Refinance or not, that is the question!

Zoltan PadarFinances, First Mortgages, Mortgage0 Comments

Mortgage refinance or not.

Your mortgage can be renegotiated for a variety of reasons when you refinance your mortgage. In essence, this means paying off your current loan and replacing it with a better one. You can reap a host of benefits from mortgage refinancing when done correctly.

Refinancing might be a good option for you if you have any of the following reasons:

*When there is a large increase in the value of your property, you would like to leverage it
*To upgrade or renovate your home, you need equity out of the home
*Consolidating your debt is on your mind
*Having kids in college is a big deal for you.
*Divorce is in the works for you
*Interest rates are too high and you’d like to lower them
*Your mortgage needs to be converted from fixed to variable (or vice versa)

Refinancing has additional benefits besides reducing financial stress and putting you back on track financially:

The first. Refinancing a mortgage can provide you with a lower interest rate. There is no harm in shopping around, even if a low interest rate isn’t everything (you should also consider mortgage terms, penalties, etc.). You can rely on me as a mortgage professional to shop the market for you and see if there is a better mortgage product for you!

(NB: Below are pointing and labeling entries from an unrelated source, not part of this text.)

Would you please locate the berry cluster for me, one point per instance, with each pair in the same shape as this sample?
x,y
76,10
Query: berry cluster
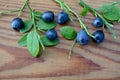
x,y
45,23
62,17
48,17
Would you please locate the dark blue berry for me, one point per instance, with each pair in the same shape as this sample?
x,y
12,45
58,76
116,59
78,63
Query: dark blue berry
x,y
99,36
17,23
62,17
48,16
83,37
51,34
98,22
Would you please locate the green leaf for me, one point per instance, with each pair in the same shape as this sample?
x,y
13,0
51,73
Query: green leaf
x,y
68,33
110,12
38,14
27,26
46,26
33,43
119,20
84,12
48,42
23,40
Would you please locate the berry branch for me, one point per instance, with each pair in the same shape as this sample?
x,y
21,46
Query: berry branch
x,y
97,14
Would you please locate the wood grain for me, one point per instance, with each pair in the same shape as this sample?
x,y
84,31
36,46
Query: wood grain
x,y
90,62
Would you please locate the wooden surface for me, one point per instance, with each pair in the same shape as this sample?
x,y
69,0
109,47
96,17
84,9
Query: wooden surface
x,y
90,62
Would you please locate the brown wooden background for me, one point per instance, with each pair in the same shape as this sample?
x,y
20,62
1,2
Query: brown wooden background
x,y
90,62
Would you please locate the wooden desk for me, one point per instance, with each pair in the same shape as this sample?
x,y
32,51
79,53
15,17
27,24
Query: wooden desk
x,y
90,62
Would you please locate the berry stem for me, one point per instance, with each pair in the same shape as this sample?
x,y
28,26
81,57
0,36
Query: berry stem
x,y
8,12
97,14
32,14
71,49
23,7
65,7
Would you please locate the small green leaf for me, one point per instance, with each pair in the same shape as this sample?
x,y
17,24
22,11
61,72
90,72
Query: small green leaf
x,y
119,20
48,42
38,14
110,12
68,32
33,43
27,26
23,40
84,12
46,26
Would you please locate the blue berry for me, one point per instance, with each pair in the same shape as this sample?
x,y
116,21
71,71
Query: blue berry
x,y
17,23
48,16
62,17
98,22
99,36
83,37
51,34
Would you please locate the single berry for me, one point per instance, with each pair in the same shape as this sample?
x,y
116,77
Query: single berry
x,y
98,22
51,34
99,36
62,17
17,23
83,37
48,16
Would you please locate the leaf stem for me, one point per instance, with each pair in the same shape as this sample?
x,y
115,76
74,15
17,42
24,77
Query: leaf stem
x,y
8,12
65,7
95,13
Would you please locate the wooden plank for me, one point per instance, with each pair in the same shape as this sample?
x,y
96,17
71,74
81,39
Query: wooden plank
x,y
90,62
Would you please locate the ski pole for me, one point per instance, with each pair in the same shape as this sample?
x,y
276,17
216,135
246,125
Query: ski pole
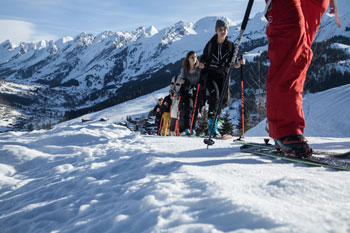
x,y
160,125
194,108
209,141
242,94
177,130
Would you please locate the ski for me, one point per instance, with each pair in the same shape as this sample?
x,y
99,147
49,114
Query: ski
x,y
324,153
321,160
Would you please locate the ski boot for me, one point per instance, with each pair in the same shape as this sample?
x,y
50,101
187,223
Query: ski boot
x,y
215,131
294,145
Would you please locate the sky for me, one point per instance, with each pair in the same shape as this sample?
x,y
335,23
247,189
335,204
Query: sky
x,y
35,20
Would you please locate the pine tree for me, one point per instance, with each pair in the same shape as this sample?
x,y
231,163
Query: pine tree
x,y
227,126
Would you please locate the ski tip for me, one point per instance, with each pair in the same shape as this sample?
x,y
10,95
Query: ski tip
x,y
209,141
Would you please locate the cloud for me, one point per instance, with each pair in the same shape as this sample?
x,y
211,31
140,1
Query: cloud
x,y
21,31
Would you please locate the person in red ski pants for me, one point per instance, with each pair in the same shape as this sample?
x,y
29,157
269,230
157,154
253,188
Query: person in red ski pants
x,y
291,29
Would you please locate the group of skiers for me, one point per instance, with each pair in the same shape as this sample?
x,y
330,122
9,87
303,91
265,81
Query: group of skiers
x,y
291,30
198,82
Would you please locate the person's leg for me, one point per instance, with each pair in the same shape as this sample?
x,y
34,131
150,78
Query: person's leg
x,y
289,56
213,97
313,11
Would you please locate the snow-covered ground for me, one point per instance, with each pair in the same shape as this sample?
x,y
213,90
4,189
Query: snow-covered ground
x,y
100,177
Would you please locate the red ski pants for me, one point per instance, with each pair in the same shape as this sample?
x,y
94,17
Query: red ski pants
x,y
291,30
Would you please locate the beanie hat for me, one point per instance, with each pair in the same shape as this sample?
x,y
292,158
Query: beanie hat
x,y
220,23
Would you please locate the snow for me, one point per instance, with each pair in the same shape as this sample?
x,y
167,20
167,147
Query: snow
x,y
98,176
326,114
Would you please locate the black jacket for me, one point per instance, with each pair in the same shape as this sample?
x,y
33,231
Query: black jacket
x,y
166,104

The second. Consolidate Debt: Credit cards, revolving credit lines, and school loans are just some of the debt types you may have to consolidate. The interest rates on most consumer debt are much higher than those on a mortgage, but did you know that? Paying off these debts can be made easier through the refinance process. In spite of the fact that your mortgage may increase, your overall payments could be far lower and you would only have to make a single payment instead of several. Keep in mind, you need at least 20 percent equity in your home to qualify.

The third. Life changes constantly, and sometimes you need to pay off your mortgage faster or change the type of mortgage you have. If you have a little extra money and want to put it towards your mortgage, or if you’re weary of the market and want to lock in a fixed-rate for peace of mind, then you might want to lock in at a fixed rate. A mortgage specialist can talk you through potential penalties if you are not able to wait until your mortgage term is up.

As a fourth. Build Equity: Building equity in your home is one of the main reasons for buying a home. Equity can be defined as the difference between your property’s market value and its mortgage balance. In some cases Up to 90% of your home’s appraised value can be accessed in cash when you refinance your mortgage!

It is true that refinancing can enable you to tap into 90% of the value of your home, but it comes at a cost. In the event that you refinance during your term, it will be considered a breach of your mortgage agreement, which can result in significant fees. Prior to refinancing, you should wait until the end of the mortgage term so you have plenty of time to weigh your options.

Refinancing can also prevent you from qualifying for default insurance, thereby limiting your lender options. Finally, you’ll have to requalify under the current rules and rates (including passing the “stress test”) to ensure you can afford the refinanced mortgage.